I walked into that backroom, looked around for another freckled, terrified white kid, and elbowed my way next to him in line.
Shame Mosley has a lot of options after his wonderful win two weeks ago over Antonio Margarito. Welterweight is probably the deepest division in the game right now and there is no dearth of high-profile, big-money fights he can pursue.
And for the first time in a long time, he is carrying the clipboard.
Lots of names are being thrown around: Floyd Mayweather, Ricky Hatton, Manny Pacquiao, even Miguel Cotto, who beat Mosley in a close fight at the end of 2007.
So many choices. Mosley has a chance in all of them, but he would do well to follow my old trainer's device. Despite all evidence to the contrary, he is not 25 years old again. He is not invincible. He is not inhuman. He has not found the Fountain of Youth.
He remains a 37-year-old prizefighter who needs to be matched against opponents who will complement his still formidable array of strengths. Few of us saw it beforehand, but Margarito was exactly the right kind of opponent to fulfill that job. Mosley knew it.
“I know how to fight the Mexican-style fighters,” he told ESPN's Brian Kenny on Friday Night Fights last week. “I grew up in California so I know how they fight.”
Mosley went on to say that in his experience, Mexican fighters are aggressive and can withstand lots of punishment to the head, but falter when hit to the body. Always a good body puncher, he knew what to do.
But Floyd Mayweather is not Margarito. Neither is Pacquiao, Hatton, or Cotto.
When a fighter looks as good as Mosley looked against Margarito, especially after a string of average performances, it is tempting to think something has changed, that he's been reborn. (Recall how he looked in the second Fernando Vargas fight and the reaction afterward.)
It usually just means he found the guy with the perfect style for him. And the fighter, wanting to be young forever, just like the rest of us, allows himself to believe he's found some secret. He hasn't.
Someone should remind Mosley to stand next to someone he thinks he can beat.
Sometimes it backfires. In my case, that guy from the AAU paired up every other kid in the line and I went against a guy who looked like Haywood from the White Shadow.
Nobody said it was a perfect strategy.
Some miscellaneous observations from last week:
I don't know how it's possible, but when I got up this morning, it was still the 10th round of the Juan Urango-Herman Ngoudjo fight.
Despite the presence of referee Marlon B. Wrong, Montreal has a lot to learn about administering hometown decisions.

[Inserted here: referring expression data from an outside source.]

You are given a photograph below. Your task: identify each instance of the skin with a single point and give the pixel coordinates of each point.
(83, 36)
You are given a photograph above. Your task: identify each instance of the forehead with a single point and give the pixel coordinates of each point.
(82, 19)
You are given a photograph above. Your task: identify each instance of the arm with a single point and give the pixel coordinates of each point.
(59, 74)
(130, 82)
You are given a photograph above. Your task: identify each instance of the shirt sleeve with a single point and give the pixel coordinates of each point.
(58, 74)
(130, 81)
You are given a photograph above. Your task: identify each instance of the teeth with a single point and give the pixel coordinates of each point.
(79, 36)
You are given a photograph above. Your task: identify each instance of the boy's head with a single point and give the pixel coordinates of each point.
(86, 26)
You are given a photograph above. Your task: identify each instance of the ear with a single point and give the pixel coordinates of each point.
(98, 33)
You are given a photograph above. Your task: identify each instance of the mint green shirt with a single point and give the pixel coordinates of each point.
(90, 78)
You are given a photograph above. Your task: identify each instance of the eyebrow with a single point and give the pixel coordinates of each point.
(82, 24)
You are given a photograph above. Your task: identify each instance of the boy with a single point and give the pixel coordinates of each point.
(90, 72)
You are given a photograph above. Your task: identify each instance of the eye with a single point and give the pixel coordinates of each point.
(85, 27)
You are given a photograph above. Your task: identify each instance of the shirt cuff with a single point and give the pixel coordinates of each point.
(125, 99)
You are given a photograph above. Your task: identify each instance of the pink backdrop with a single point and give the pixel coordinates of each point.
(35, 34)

The three judges had Ngoudjo, their guy, losing by scores of 118-108, 120-106, and 116-110 in what looked to me like a reasonably close fight. Guys: attend a fight card in Arkansas or Texas or somewhere so you can see how a fight featuring a hometown boy is supposed to be scored. Here's a hint: your guy wins.

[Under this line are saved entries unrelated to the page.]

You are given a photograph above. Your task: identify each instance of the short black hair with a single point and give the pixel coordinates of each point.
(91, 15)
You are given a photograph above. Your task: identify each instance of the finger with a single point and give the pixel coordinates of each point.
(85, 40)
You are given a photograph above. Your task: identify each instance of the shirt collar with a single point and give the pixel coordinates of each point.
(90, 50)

After getting two points deducted for holding, Dorin Spivey grabbed and tackled Antonin DeCarie, I imagine in an attempt to convince referee Gerry Bolen to disqualify him. No such luck. Poor Spivey hung in there for the full 12-round beating…
Anyone else notice Canadian referees seem to have no need to draw attention to themselves with obnoxious sloganeering, the way American referees do? Damn CanadiansÔÇª
I'd write something about Jose Torres and Ingemar Johansson dying within a few days of one another, but really, from a boxing perspective, it's kind of a disservice to Torres. He was a hell of a fighter. Johansson was a competent heavyweight puncher fortunate to contend when Floyd Patterson was champion, and clearly wasn't worthy of Hall of Fame induction, despite his induction in 2002…
It's hard to imagine any scenario in which Jorge Arce beats Vic Darchinyan in their upcoming match, but then, I wrote something similar about Darchinyan before his upset win over Cristian Mijares.
Either way, for this one ringside patrons should bring along a bucket for the same reason baseball patrons carry a glove with them to the ballpark: you never know when something you can sell on eBay might come hurtling toward you. A couple of Arce's teeth, a mouthpiece, and boom – next month's mortgage is paid.
Pathetic news of the week: former IBF cruiserweight belt holder “King” Arthur Williams will meet one Dewey Cooper in February for the, ahem, “WBC USNBC interim” title.
It's bad enough that Williams, 44 and frankly not that good when he was young, is still fighting. But the WBC USNBC title? It appears the only way to stop this rampant proliferation of titles is to start lopping off whole sections of the alphabet. I say it's a small price to pay.